Je prends bonne note des commentaires de la députée de Joliette par rapport à la question d'accessibilité à la justice, généralement que, oui, évidemment c'est une préoccupation du gouvernement, ma préoccupation aussi en matière civile, mais aussi je comprends son point de vue sur la question de rassurer les victimes d'actes criminels que ce projet de loi ne vient pas amoindrir d'aucune façon la compassion que nous ressentons, que je ressens et que le gouvernement ressent envers les victimes et qu'il y avait vraiment une solution à aller rechercher en vertu du droit constitutionnel de l'accusé d'être représenté. Et je pense qu'on amène ici un projet de loi... une loi... bien, un projet de loi innovateur, qui sera unique en son genre au Canada.

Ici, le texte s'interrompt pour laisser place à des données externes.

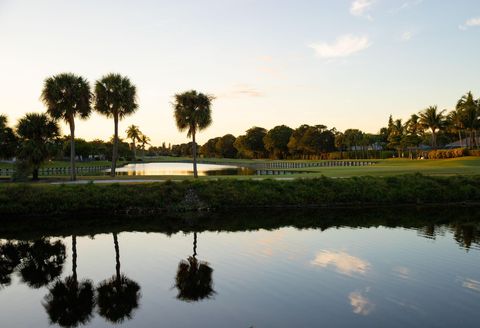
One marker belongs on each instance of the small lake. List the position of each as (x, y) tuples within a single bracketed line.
[(181, 169), (314, 268)]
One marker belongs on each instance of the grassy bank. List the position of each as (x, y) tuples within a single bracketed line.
[(19, 199)]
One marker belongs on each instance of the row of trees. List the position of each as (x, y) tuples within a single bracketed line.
[(440, 127), (67, 97)]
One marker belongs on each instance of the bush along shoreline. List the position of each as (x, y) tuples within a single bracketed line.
[(153, 198)]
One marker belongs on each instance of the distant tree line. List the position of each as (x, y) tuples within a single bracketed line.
[(36, 137)]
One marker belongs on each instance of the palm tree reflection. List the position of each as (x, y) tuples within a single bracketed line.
[(42, 262), (194, 278), (9, 260), (118, 296), (70, 302)]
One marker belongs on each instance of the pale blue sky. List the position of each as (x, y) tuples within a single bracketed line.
[(342, 63)]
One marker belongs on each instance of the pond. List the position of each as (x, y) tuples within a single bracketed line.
[(247, 269), (181, 169)]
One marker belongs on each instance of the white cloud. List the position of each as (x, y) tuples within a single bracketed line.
[(407, 36), (343, 46), (241, 90), (406, 5), (344, 263), (361, 7), (472, 22)]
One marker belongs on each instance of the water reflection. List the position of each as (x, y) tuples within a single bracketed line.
[(42, 262), (366, 269), (145, 169), (118, 296), (194, 278), (360, 303), (70, 302), (343, 262)]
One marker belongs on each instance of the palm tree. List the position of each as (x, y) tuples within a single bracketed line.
[(115, 96), (66, 96), (133, 133), (144, 140), (469, 108), (434, 120), (192, 111), (194, 278), (70, 302), (455, 121), (118, 296), (36, 132), (8, 139)]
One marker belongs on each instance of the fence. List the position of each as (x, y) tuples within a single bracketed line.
[(52, 171)]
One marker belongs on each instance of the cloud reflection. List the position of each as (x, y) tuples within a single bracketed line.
[(344, 263), (471, 284), (361, 305)]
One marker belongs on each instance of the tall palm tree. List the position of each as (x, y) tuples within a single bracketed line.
[(192, 111), (194, 278), (8, 139), (456, 122), (70, 302), (115, 96), (144, 140), (469, 108), (118, 296), (133, 133), (36, 132), (67, 96), (432, 119)]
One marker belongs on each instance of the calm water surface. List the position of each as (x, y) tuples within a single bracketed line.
[(367, 275), (181, 169)]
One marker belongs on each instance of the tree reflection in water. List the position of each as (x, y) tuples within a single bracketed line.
[(42, 262), (9, 260), (194, 278), (118, 296), (70, 302)]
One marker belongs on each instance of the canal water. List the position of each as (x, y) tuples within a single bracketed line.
[(394, 268)]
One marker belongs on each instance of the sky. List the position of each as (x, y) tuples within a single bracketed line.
[(341, 63)]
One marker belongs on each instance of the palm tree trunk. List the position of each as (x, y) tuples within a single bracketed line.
[(73, 172), (134, 151), (117, 255), (35, 174), (194, 244), (74, 257), (115, 146), (194, 149)]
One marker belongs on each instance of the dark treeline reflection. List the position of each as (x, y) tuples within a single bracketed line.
[(117, 296), (194, 278), (38, 261), (70, 302), (463, 222)]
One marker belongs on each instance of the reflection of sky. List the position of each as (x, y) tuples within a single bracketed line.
[(360, 303), (471, 284), (277, 279), (169, 168), (343, 262)]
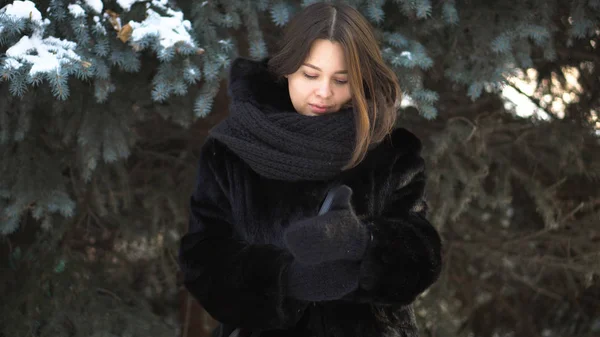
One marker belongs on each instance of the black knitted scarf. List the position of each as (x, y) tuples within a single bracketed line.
[(277, 142)]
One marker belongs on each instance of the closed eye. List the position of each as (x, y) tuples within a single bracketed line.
[(312, 77)]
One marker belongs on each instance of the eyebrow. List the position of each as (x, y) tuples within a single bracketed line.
[(319, 69)]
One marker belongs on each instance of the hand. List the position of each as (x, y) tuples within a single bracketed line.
[(335, 235)]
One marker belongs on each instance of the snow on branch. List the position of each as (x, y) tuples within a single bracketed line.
[(44, 55)]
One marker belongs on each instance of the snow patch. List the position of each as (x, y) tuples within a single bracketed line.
[(76, 10), (12, 63), (45, 55), (126, 4), (96, 5), (169, 29), (23, 10)]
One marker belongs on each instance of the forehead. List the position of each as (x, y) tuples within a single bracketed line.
[(327, 55)]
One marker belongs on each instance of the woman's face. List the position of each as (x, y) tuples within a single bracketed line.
[(320, 86)]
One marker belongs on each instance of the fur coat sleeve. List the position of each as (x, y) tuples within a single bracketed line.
[(230, 277), (404, 257)]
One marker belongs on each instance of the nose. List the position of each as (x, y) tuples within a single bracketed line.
[(324, 89)]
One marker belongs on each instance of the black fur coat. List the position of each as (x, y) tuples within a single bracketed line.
[(234, 258)]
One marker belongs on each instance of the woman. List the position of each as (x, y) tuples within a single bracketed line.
[(308, 217)]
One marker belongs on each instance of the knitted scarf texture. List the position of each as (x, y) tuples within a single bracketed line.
[(277, 142)]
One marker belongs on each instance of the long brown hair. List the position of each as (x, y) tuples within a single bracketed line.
[(374, 86)]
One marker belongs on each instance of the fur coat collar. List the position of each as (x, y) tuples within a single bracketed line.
[(234, 258)]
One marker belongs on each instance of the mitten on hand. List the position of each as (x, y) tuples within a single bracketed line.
[(322, 282), (336, 234)]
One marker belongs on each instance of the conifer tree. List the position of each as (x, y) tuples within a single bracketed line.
[(104, 104)]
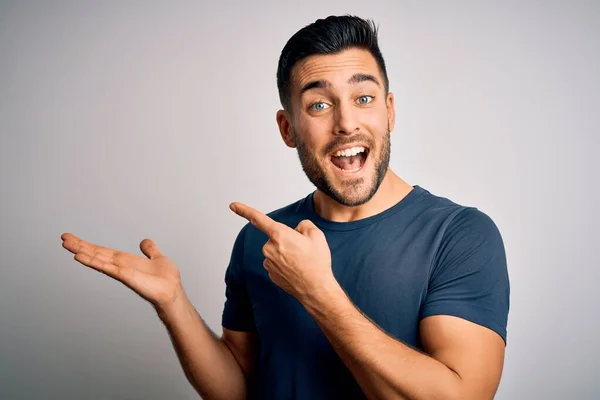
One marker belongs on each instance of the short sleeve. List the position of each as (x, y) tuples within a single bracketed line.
[(469, 278), (237, 312)]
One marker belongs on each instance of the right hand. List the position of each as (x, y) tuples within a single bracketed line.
[(155, 278)]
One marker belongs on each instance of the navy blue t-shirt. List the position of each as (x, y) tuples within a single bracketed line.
[(424, 256)]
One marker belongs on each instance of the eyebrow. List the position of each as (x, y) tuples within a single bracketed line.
[(355, 79)]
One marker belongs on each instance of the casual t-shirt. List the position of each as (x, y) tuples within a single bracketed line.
[(424, 256)]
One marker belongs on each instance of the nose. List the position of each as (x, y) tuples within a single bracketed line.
[(346, 119)]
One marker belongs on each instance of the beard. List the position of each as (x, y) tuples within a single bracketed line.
[(353, 191)]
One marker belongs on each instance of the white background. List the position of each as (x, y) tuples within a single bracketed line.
[(126, 120)]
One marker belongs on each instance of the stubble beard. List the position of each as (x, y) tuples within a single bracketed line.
[(317, 176)]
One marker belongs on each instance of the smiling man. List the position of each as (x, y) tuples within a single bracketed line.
[(368, 287)]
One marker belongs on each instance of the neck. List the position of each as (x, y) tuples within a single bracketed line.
[(390, 192)]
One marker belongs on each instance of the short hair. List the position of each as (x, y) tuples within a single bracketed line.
[(331, 35)]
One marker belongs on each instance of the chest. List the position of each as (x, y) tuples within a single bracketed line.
[(386, 279)]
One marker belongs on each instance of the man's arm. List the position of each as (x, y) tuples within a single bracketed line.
[(464, 359), (216, 367)]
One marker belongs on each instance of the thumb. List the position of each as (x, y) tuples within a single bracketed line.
[(307, 228), (150, 249)]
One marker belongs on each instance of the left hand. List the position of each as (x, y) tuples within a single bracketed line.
[(298, 261)]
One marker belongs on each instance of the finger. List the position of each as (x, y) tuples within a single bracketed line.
[(150, 249), (95, 256), (268, 249), (307, 228), (73, 244), (258, 219), (107, 265), (267, 264)]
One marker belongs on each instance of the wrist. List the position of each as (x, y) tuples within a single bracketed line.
[(179, 304), (328, 292)]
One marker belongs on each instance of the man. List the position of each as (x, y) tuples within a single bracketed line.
[(368, 287)]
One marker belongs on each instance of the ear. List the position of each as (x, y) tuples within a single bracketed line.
[(391, 111), (285, 128)]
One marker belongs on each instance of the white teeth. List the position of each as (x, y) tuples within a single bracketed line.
[(350, 152)]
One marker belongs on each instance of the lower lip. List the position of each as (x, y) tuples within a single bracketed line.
[(350, 173)]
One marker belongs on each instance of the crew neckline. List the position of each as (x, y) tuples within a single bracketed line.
[(327, 224)]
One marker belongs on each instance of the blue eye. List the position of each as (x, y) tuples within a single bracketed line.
[(365, 99), (319, 106)]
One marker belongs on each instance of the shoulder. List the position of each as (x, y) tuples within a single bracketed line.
[(457, 217)]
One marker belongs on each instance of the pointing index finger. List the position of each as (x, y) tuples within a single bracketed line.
[(256, 218)]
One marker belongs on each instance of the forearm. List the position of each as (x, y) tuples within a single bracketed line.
[(206, 360), (384, 367)]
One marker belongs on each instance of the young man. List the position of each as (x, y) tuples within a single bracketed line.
[(368, 287)]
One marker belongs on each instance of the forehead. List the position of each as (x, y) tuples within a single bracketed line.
[(335, 68)]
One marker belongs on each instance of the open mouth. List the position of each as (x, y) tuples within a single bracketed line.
[(350, 160)]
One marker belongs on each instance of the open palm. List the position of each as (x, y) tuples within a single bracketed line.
[(154, 277)]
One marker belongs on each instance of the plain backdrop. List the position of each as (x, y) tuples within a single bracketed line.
[(121, 120)]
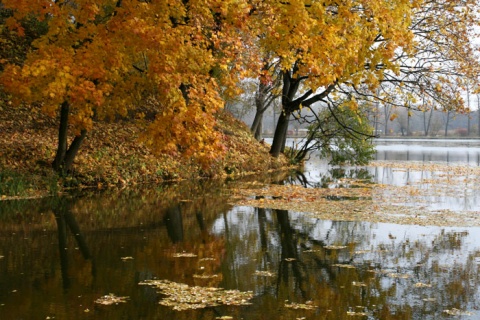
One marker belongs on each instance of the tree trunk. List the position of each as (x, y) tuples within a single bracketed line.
[(447, 123), (62, 137), (64, 158), (280, 136), (256, 127)]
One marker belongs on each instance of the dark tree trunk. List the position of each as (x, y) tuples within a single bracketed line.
[(291, 104), (64, 158), (256, 127), (280, 136), (62, 137)]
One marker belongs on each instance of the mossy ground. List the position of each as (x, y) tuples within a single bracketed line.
[(112, 156)]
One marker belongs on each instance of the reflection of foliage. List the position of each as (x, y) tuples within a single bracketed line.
[(341, 134)]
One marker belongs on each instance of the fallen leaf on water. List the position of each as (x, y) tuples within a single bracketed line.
[(458, 312), (422, 285), (348, 266), (305, 306), (181, 296), (126, 258), (264, 274), (110, 299), (334, 247), (184, 255)]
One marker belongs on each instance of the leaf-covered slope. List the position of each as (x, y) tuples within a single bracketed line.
[(112, 155)]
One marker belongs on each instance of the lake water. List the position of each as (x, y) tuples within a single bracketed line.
[(58, 256)]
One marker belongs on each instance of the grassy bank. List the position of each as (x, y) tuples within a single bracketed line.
[(111, 156)]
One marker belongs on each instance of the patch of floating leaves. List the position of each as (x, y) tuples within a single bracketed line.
[(334, 247), (305, 306), (181, 296), (184, 255), (422, 285), (205, 276), (346, 266), (407, 204), (457, 312), (110, 299), (264, 274)]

Et je remercie chaleureusement les membres de la commission. Je voudrais remercier les collègues, mes collègues du parti ministériel, avocats aussi, donc... comprennent la complexité de cette aventure. Je les remercie pour leur support. On a beaucoup de projets de loi ici, devant la Commission des institutions, et c'est toujours un plaisir de pouvoir travailler avec eux.

Et je tiens à remercier, en tout premier lieu, la députée de Joliette. On a toujours beaucoup de plaisir, quant à moi, à travailler ensemble en législation. Je pense qu'on est deux personnes qui apprécient... Je suis désolée de ne pas toujours pouvoir répondre à ses préoccupations. J'essaie, mais évidemment, des fois, je ne peux pas. Mais j'essaie toujours de céder un peu, de trouver des compromis, parce qu'on... je sais que par ailleurs elle contribue de façon importante à améliorer les projets de loi que j'amène. Je pense qu'on est rendus à... je ne sais pas quel numéro, mais en tout cas c'est toujours un exercice extrêmement intéressant pour moi. Alors, je la remercie chaleureusement pour son travail, ainsi que son adjoint, le président, le secrétaire et, en particulier, les gens du ministère: Amélie Gagnon, qui n'est pas ici; Simon Lapointe, qui nous ont accompagnés les semaines auparavant; Myriam Anctil, aujourd'hui; Monique Ducharme, Chantale Buies, Yvon Routhier et Denis Roy.

Merci à tout le monde pour leur appui, et M. le président, surtout M. le président, qui nous fait rigoler et qui gère évidemment cette commission avec une main de maître. Merci, M. le Président.

Le Président (M. Bachand, Arthabaska): Merci, Mme la ministre. Je vais vous dire que je suis très touché par ces remarques-là. Je veux vous féliciter et vous remercier infiniment. Et, mesdames, vous avez illuminé, par votre sourire et votre discours, cette commission-là. Vous avez fait en sorte que le haut niveau de discussion a permis finalement de dénouer les impasses... si grande fût-elle. Merci infiniment pour votre contribution. Merci à tous ceux qui ont participé à cette commission. Merci au secrétaire et à Marie-Josée, qui a fait un travail extraordinaire.

Et, sur ce, je lève la séance de la commission, ayant accompli son mandat. J'ajourne ses travaux sine die. Merci et bonne fin de soirée. Bon retour chez vous.